Muitos versos de João, para mim, surgem naquele
território poético da observação da natureza e da paisagem humana, dos
costumes, dos pequenos gestos das pessoas. Um simples registro, um flash, mas
numa concentração poética semelhante à do haikai japonês, capaz de em três
linhas evocar uma paisagem física, uma estação do ano, um momento de
introspecção e meditação por parte do poeta que observa.

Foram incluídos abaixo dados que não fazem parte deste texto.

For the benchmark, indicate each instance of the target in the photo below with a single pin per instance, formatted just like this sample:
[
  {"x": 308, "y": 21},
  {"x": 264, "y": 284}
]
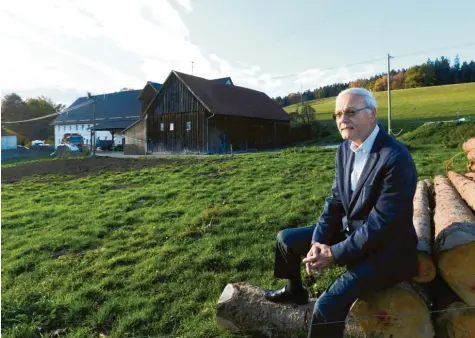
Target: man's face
[{"x": 358, "y": 127}]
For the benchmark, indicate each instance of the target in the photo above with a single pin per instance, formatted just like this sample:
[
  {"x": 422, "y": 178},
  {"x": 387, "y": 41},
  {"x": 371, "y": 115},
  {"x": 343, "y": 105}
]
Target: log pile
[
  {"x": 422, "y": 223},
  {"x": 436, "y": 303},
  {"x": 469, "y": 148}
]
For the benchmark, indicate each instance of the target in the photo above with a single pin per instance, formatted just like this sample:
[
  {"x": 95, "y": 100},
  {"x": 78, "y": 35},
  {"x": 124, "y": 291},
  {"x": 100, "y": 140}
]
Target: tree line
[
  {"x": 14, "y": 108},
  {"x": 430, "y": 73}
]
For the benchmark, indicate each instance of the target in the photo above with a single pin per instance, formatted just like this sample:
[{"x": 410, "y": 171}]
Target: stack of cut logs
[{"x": 438, "y": 302}]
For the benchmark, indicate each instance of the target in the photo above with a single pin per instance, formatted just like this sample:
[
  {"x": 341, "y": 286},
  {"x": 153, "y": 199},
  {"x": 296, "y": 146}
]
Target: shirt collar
[{"x": 366, "y": 146}]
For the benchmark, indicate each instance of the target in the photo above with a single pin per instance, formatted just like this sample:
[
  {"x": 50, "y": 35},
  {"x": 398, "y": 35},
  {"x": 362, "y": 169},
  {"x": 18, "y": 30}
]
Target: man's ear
[{"x": 373, "y": 115}]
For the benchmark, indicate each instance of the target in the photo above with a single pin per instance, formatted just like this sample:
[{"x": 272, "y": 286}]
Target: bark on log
[
  {"x": 423, "y": 226},
  {"x": 469, "y": 145},
  {"x": 242, "y": 308},
  {"x": 464, "y": 186},
  {"x": 454, "y": 243},
  {"x": 400, "y": 311},
  {"x": 457, "y": 322}
]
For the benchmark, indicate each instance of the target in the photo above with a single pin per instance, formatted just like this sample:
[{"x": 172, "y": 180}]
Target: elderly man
[{"x": 366, "y": 224}]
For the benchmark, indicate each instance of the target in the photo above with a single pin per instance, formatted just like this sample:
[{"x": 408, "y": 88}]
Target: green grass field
[
  {"x": 146, "y": 253},
  {"x": 410, "y": 108}
]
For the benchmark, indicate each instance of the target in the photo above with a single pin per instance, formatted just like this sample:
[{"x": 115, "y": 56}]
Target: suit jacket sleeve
[
  {"x": 394, "y": 198},
  {"x": 330, "y": 220}
]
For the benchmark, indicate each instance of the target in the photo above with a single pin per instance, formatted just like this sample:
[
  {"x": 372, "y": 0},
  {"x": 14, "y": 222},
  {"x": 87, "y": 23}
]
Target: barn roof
[
  {"x": 121, "y": 105},
  {"x": 155, "y": 85},
  {"x": 224, "y": 99},
  {"x": 224, "y": 80},
  {"x": 6, "y": 132}
]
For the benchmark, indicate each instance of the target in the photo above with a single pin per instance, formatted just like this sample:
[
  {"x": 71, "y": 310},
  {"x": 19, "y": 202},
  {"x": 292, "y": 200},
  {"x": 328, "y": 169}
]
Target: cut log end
[
  {"x": 458, "y": 270},
  {"x": 396, "y": 312},
  {"x": 456, "y": 323},
  {"x": 426, "y": 268},
  {"x": 464, "y": 186}
]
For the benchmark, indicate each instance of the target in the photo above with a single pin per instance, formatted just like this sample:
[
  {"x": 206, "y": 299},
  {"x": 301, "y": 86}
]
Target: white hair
[{"x": 369, "y": 98}]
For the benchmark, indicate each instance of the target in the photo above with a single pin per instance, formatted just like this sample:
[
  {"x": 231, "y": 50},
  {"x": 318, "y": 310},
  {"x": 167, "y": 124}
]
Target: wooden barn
[{"x": 190, "y": 114}]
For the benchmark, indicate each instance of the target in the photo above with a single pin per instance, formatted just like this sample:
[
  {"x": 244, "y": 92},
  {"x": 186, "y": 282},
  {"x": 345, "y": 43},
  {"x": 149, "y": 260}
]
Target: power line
[
  {"x": 468, "y": 44},
  {"x": 331, "y": 68}
]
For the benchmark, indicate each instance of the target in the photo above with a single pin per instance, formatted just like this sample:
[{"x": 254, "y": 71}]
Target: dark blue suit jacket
[{"x": 377, "y": 216}]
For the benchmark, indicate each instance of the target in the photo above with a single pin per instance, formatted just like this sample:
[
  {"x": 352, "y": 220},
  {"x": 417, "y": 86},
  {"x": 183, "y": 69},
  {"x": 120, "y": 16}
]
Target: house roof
[
  {"x": 6, "y": 132},
  {"x": 233, "y": 100},
  {"x": 120, "y": 124},
  {"x": 120, "y": 105},
  {"x": 224, "y": 80},
  {"x": 155, "y": 85}
]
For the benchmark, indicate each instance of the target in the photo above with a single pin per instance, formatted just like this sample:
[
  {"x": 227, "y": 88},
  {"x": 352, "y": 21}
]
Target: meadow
[
  {"x": 410, "y": 108},
  {"x": 147, "y": 252}
]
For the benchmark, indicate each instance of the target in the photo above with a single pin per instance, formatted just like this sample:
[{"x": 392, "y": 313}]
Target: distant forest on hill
[{"x": 431, "y": 73}]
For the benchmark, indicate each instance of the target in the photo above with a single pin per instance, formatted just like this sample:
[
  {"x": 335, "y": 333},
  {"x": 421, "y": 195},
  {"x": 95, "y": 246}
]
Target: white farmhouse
[
  {"x": 113, "y": 113},
  {"x": 9, "y": 140}
]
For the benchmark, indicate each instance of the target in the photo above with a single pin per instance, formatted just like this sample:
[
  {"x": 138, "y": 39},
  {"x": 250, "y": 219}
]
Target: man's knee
[
  {"x": 283, "y": 237},
  {"x": 329, "y": 309}
]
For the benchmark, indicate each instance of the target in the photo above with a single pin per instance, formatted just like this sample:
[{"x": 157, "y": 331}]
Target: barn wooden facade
[{"x": 194, "y": 115}]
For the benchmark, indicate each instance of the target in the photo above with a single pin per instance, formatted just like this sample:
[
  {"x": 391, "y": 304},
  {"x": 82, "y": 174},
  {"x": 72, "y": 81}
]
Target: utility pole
[
  {"x": 389, "y": 93},
  {"x": 93, "y": 124},
  {"x": 301, "y": 96}
]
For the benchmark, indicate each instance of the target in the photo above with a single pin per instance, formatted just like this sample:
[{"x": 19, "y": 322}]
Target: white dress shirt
[{"x": 361, "y": 155}]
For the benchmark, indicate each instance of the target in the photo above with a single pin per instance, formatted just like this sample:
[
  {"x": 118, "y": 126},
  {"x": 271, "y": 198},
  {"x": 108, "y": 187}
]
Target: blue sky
[{"x": 63, "y": 49}]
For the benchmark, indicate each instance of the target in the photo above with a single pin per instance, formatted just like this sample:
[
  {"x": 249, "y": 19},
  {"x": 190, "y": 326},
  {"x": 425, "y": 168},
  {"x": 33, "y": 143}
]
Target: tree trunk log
[
  {"x": 464, "y": 186},
  {"x": 243, "y": 308},
  {"x": 469, "y": 145},
  {"x": 423, "y": 226},
  {"x": 457, "y": 322},
  {"x": 454, "y": 243},
  {"x": 400, "y": 311}
]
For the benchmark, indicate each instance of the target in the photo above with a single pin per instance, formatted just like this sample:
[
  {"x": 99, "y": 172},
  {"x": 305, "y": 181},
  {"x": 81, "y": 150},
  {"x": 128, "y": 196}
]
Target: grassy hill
[
  {"x": 410, "y": 108},
  {"x": 147, "y": 252}
]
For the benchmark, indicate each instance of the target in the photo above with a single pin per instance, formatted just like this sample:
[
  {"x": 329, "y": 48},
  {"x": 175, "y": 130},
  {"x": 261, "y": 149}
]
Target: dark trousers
[{"x": 333, "y": 305}]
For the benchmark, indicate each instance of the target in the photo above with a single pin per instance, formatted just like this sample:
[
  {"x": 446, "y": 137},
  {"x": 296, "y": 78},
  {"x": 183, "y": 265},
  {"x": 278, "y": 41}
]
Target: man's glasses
[{"x": 350, "y": 113}]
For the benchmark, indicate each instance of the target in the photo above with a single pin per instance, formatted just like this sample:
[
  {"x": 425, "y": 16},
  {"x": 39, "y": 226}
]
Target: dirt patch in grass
[{"x": 83, "y": 167}]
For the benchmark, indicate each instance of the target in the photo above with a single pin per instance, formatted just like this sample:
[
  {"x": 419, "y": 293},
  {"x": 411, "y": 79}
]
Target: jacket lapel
[
  {"x": 373, "y": 158},
  {"x": 350, "y": 155}
]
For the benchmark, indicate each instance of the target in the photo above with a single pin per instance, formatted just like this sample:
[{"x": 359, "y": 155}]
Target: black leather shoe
[{"x": 284, "y": 296}]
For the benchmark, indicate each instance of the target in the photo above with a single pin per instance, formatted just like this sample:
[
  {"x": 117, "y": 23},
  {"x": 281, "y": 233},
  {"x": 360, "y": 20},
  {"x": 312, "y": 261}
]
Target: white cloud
[
  {"x": 88, "y": 45},
  {"x": 186, "y": 4}
]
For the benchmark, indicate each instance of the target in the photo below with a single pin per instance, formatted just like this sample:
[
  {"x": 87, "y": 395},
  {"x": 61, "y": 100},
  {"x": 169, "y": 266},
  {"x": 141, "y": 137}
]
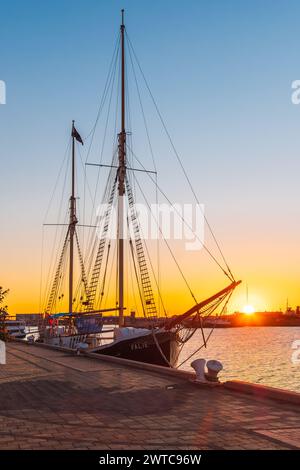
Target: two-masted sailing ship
[{"x": 156, "y": 339}]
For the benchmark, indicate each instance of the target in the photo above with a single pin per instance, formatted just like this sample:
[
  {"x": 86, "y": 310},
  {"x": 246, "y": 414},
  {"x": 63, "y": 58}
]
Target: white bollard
[
  {"x": 213, "y": 368},
  {"x": 199, "y": 366},
  {"x": 2, "y": 353}
]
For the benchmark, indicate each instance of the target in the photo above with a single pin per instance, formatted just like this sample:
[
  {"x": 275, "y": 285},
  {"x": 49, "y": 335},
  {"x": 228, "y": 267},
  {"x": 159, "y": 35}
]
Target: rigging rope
[{"x": 178, "y": 158}]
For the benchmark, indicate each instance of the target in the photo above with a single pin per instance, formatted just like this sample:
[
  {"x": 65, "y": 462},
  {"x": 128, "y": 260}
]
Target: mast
[
  {"x": 121, "y": 181},
  {"x": 72, "y": 223}
]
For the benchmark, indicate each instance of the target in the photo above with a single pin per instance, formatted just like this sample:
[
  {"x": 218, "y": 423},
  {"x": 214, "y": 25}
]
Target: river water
[{"x": 261, "y": 355}]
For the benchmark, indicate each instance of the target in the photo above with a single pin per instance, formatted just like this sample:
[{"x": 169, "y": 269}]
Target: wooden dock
[{"x": 52, "y": 399}]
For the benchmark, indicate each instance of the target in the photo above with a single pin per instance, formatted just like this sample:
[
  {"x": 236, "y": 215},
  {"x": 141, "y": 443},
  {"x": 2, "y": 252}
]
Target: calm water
[{"x": 262, "y": 355}]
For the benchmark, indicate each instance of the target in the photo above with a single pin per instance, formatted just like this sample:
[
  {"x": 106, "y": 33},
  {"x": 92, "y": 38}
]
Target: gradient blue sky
[{"x": 221, "y": 73}]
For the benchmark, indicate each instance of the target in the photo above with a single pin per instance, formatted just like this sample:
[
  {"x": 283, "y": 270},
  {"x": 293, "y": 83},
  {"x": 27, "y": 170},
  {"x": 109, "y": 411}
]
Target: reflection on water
[{"x": 261, "y": 355}]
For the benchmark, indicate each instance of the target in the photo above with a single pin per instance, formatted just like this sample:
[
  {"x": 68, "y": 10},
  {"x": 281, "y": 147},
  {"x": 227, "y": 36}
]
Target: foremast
[
  {"x": 121, "y": 182},
  {"x": 72, "y": 222}
]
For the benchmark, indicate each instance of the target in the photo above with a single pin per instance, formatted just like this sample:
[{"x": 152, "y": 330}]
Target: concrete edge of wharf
[{"x": 239, "y": 386}]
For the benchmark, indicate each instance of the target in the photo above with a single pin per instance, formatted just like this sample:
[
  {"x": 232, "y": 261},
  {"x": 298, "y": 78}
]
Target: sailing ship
[{"x": 160, "y": 339}]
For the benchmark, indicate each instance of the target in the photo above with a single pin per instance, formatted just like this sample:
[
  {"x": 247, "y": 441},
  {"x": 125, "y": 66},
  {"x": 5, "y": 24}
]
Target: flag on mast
[{"x": 76, "y": 135}]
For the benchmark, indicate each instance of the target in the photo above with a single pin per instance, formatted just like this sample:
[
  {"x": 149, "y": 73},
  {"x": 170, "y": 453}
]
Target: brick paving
[{"x": 53, "y": 400}]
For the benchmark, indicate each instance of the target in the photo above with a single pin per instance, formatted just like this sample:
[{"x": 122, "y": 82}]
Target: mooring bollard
[
  {"x": 213, "y": 368},
  {"x": 199, "y": 366}
]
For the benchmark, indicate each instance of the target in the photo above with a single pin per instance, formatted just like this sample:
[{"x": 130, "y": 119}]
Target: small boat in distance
[{"x": 161, "y": 338}]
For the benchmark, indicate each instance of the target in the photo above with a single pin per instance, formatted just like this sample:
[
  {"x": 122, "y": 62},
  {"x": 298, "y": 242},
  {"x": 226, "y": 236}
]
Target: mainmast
[
  {"x": 121, "y": 181},
  {"x": 72, "y": 223}
]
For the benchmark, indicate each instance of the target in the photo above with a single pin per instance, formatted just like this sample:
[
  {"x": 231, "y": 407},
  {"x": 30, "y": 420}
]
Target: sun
[{"x": 248, "y": 309}]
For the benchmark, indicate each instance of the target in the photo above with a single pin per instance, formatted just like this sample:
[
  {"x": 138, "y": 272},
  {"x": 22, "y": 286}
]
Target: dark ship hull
[{"x": 144, "y": 348}]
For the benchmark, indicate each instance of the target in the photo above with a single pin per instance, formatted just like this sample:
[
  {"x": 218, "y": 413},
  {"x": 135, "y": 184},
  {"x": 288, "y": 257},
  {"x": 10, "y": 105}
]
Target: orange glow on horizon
[{"x": 248, "y": 310}]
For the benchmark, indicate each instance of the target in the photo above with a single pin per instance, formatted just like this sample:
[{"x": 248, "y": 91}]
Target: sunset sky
[{"x": 221, "y": 73}]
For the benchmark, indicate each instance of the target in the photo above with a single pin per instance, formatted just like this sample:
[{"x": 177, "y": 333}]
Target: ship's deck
[{"x": 53, "y": 400}]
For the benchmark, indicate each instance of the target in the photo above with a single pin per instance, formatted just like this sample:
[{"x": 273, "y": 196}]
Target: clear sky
[{"x": 221, "y": 73}]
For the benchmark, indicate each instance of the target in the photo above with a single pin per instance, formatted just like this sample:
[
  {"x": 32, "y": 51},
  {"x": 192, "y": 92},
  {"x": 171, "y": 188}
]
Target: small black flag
[{"x": 76, "y": 135}]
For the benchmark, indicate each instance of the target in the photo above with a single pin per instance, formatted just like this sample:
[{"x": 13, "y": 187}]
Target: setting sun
[{"x": 248, "y": 309}]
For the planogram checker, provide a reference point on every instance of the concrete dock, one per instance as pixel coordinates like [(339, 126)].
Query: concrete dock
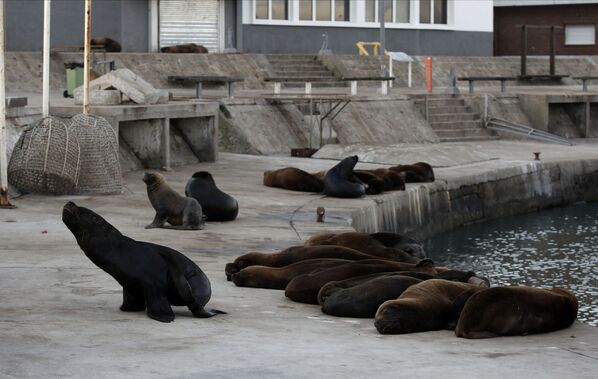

Alguns versos de João Paraibano:
Ainda lembro do
cheiro
que minha mãe dava
n’eu
da cor da primeira
nota
que meu padrinho me
deu
eu não peguei com
vergonha
papai foi quem
recebeu. (pág. 120)
Veja-se a delicadeza psicológica
desse verso: o carinho materno misturado à lembrança de um momento em que o
menino é admitido no mundo adulto dos homens, onde circula o dinheiro. E o fato
do menino lembrar a cor da nota, não o valor. E a fluência dessas duas
expressões tão nordestinas: “cheiro”, “com vergonha” (=encabulado,
constrangido).
Quem vive numa
prisão
leva a vida no
desprezo
pede uma esmola a
quem passa
nas mãos um cigarro
aceso
pernas do lado de
fora
e o resto do corpo
preso. (pág. 98)
Aqui é a observação do
comportamento social. Em Campina Grande eu já morei vizinho à Casa de Detenção
(no apartamento que minha tia Adiza tinha na Praça Félix Araújo, no Monte
Santo). Esta é uma foto precisa de como os presos passavam o dia: sentados no
peitoril da janela gradeada, com as pernas para fora, e tirando onda, por cima
do muro, com quem passava na calçada.
Fiz capitão na
bacia
de feijão verde e
farinha
quando o angu tava
feito
mãe saía da cozinha
subia em cima da
cerca
dava um grito e
papai vinha. (pág. 49)
“Capitão” é o que na minha
casa chamavam de “raposa”: feijão e farinha amassados juntos na mão, formando
um bolo compacto para ser comido com a mão mesmo. E esse detalhe da mãe subindo
na cerca para gritar pro marido (no roçado) que o almoço está pronto só me
lembra uma cena de filme de Kurosawa ou de Andrei Tarkovsky.
Ao passar em
Afogados
diga a minha esposa
bela
que derramei duas
lágrimas
sentindo saudades
dela
tive sede, bebi uma
e a outra guardei
pra ela. (pág. 54)
Aqui vale mais uma vez a
delicadeza da imagem, a lágrima guardada para a mulher querida, como algo
minúsculo e precioso.
Meu passado foi
assim
comendo juá banido
o vento dando
empurrão
no lençol velho
estendido
com tanta
velocidade
que mudava a
qualidade
que a tinta dava ao
tecido. (pág. 123)
“Banido”, em nordestinense, é
“estragado” – juá é tipicamente uma frutinha que se esparrama com exagero pelo
chão, e as crianças acabam comendo qualquer um. A impressão visual da imagem do
lençol sacudido pelo vento é o que Ezra Pound chamava de “fanopéia”, a evocação
vívida, com palavras, de uma impressão visual. É uma variante e um
enriquecimento do famoso verso de Manuel Xudu sobre o pião “que roda na
ponteira / com tanta velocidade / que muda a cor da madeira”.
Vou pro meu sertão
antigo
pra ver tapera sem
centro
ver minha mãe na
cozinha
cortando cebola e
coentro
botando um prato no
pote
pra não cair mosca
dentro. (pág. 70)
Numa sextilha de rimas
limitadas (“...entro”), o poeta retrata com simplicidade a cozinha de casa de
sítio, o pote de barro com água num recanto. Geralmente coberto com uma tábua
ou bandeja, com copos emborcados em cima; mas João enriquece a imagem ao supor
um pote sem tampa que a mulher cobre mesmo assim com um prato qualquer.
Toda noite quando
deito
um pesadelo me
abraça
meu cabelo que era
preto
está da cor da
fumaça
ficou branco após os
trinta
eu não quis gastar
com tinta
o tempo pintou de
graça. (pág. 124)
Aqui, vale a naturalidade com
que “tinta” é rimado com “trinta”, e o tom grisalho (olha a fanopéia) é
sugerido pela “cor de fumaça” em contraste com o “preto”. O verso bom é o verso
simples em que tudo parece inevitável, parece que aquelas palavras sempre
andaram umas junto das outras, e mesmo assim se conjugam de repente para
produzir uma imagem pequena, mas nítida, concisa, memorável.